Why We Rewrote Our Auth Middleware in WASM (And You Probably Should Too)
A 600-line Rust crate, compiled to a 47KB WebAssembly module, now handles authentication for every request across 280 edge locations. Here is the architecture.
Cold starts are the silent tax of edge compute. Every millisecond spent bootstrapping a runtime is a millisecond not spent serving the user — and at the edge, where you might cold-start hundreds of times per second across PoPs, that tax compounds.
We rewrote our token validation, claim extraction, and rate-limit middleware as a single Rust crate compiled to WASM. The binary is 47KB after wasm-opt. Cold start is 0.8ms on Cloudflare Workers, 1.1ms on Fastly Compute.
The architecture is intentionally boring. One exported function: `verify(request) -> Decision`. The decision is a tagged union: Allow, Deny(reason), or Challenge(captcha_token). The host language wires it up with three lines.

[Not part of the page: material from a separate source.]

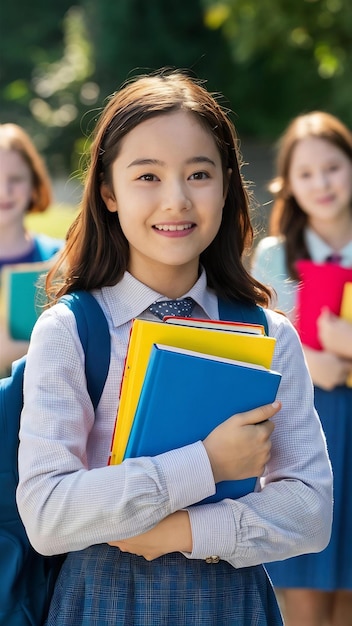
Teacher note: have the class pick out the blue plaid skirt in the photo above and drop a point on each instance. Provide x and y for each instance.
(331, 569)
(101, 586)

Key insight: WASM modules are pure. They can be cached aggressively, version-pinned, and rolled back atomically. We deploy a new middleware version in 14 seconds globally. The previous PHP-based system took 11 minutes.
Production deployment
We deployed this gradually behind an internal feature flag, mirroring 1% of traffic for 72 hours before promoting. The instrumentation surface is shipped as part of our open-source edge-trace crate.
// Pseudocode — the actual wiring lives in the repo
const router = createRouter({
classify: classifier.predict,
speculate: speculator.draft,
verify: verifier.confirm,
windowSize: 8,
});
export default router.handle;What we got wrong
Our first iteration over-trusted the speculator on long sequences. The fix was a sliding acceptance threshold that decays with prefix length — obvious in hindsight, not obvious during the on-call that surfaced it.
The bottleneck is rarely where you think it is. Measure first; optimize the thing that actually moves the bill.